Indiana Bankruptcy Laws should be known by every resident of the state of Indiana. For debtors swamped with staggering credit card bills and delayed mortgage payments, the only solution they might avail of is bankruptcy declaration. However, filing for bankruptcy protection is not an easy way out of your debts as some believe. Federal law changes in 2005 brought on stricter requirements that have been imposed to screen potential bankruptcy applicants. Since the state follows federal laws, Indiana bankruptcy laws are also subject to these changes.
It is always important to know the basics of bankruptcy laws. Whether you want to hire a lawyer or not is your prerogative. Just make sure that when you will not employ legal services during bankruptcy petition, you know all the intricacies of the whole system. One of the first things you should know is what kind of bankruptcy protection you want. Are you willing to lose assets or do you want to hold on to every property you have? Do you want to totally diminish all your debts at one time or do you want to pay it gradually?

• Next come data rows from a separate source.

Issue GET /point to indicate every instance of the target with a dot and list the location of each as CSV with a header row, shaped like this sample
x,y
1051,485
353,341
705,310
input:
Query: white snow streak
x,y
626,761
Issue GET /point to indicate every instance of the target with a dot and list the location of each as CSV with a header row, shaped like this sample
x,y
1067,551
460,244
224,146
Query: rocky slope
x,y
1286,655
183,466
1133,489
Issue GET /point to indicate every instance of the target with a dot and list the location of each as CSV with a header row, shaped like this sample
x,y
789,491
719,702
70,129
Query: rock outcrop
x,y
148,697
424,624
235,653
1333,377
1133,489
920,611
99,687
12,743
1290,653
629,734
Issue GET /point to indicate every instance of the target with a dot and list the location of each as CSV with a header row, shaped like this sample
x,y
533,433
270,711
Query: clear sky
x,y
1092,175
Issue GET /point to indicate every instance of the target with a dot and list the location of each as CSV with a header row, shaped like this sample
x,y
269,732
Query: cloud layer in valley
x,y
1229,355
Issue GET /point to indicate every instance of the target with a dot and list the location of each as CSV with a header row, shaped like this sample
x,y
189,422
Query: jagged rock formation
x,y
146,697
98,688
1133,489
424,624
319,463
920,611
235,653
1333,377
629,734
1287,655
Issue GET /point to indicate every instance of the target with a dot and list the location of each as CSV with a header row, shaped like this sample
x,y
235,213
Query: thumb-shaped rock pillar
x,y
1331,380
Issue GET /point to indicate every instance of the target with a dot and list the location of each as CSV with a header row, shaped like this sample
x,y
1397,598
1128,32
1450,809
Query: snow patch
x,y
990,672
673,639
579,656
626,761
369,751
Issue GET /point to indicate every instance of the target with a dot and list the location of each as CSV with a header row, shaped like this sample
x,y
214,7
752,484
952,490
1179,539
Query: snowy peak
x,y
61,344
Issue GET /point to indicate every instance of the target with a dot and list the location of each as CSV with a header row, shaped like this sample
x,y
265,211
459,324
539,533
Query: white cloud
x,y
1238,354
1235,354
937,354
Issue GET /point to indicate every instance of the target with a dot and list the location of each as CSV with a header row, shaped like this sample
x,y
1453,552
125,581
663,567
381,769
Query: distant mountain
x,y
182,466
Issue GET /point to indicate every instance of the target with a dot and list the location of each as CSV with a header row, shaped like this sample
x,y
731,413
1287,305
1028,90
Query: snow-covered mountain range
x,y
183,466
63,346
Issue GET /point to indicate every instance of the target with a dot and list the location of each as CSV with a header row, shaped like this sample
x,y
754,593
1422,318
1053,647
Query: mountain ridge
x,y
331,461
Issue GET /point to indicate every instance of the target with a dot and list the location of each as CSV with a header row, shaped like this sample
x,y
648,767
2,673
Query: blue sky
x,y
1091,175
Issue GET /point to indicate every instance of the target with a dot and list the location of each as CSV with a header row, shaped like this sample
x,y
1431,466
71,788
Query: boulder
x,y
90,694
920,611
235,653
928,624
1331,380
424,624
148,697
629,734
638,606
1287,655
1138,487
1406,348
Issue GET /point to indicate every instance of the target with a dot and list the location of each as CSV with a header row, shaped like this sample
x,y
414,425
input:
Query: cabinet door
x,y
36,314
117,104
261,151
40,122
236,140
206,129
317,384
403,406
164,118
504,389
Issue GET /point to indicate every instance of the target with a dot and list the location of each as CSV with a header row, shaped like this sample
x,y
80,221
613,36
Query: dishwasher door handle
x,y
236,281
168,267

When you opt to choose Chapter 7, you will be given a fresh start. This is the most popular bankruptcy protection program availed by most debtors. A trustee randomly selected by the court to handle your case will take hold of your assets and sell it in exchange for liquidating qualified bills like credit card and mortgage payments. A series of evaluations will be conducted by the trustee to prove that you are really deserving of bankruptcy protection. The annualized monthly income earned by a debtor will be compared with the state’s median income level. The debtor’s income should be lower than the median income set by the US Census Bureau, or if not, you have to prove that you don’t have sufficient dispensable cash to pay the creditor.
Applying for Chapter 13 is also an alternative if you do not qualify for the first bankruptcy program or if you do not want to lose a newly purchased house or car. This bankruptcy protection is also known as restructuring settlement. It is the responsibility of the debtor to come up with a repayment plan. This should be proposed in court and warrant its approval to be implemented. The plan’s supervision will be delegated to the trustee. The debtor will give the monthly payments to the trustee who will remit the payments to the creditors according to the priority set by the court. This plan is implemented for 3 to 5 years until the debts you owe are totally paid. The court will grant an automatic stay for creditors to stop them from taking legal action.
If you have decided to not employ an attorney’s services, there are some things you should learn about exemptions. These are assets protected from the creditors. The federal laws specify some assets that are exempted. However, you can also opt to choose exemptions specified by the state of Indiana. These exemptions include:
• The house you live in worth $15,000;
• Real property worth up to $8,000;
• Any intangible property value of up to $300;
• 75% of unpaid but earned wages; and
• Other benefits like health insurance, accident policy proceeds, retirement plan, and pensions.
Whether you choose Chapter 7 or Chapter 13, you still need to do a lot of paperwork. Plus, before filing the necessary paperwork, Indiana bankruptcy laws mandate a complete credit counseling program accredited by the court to be sure that bankruptcy protection is really for you.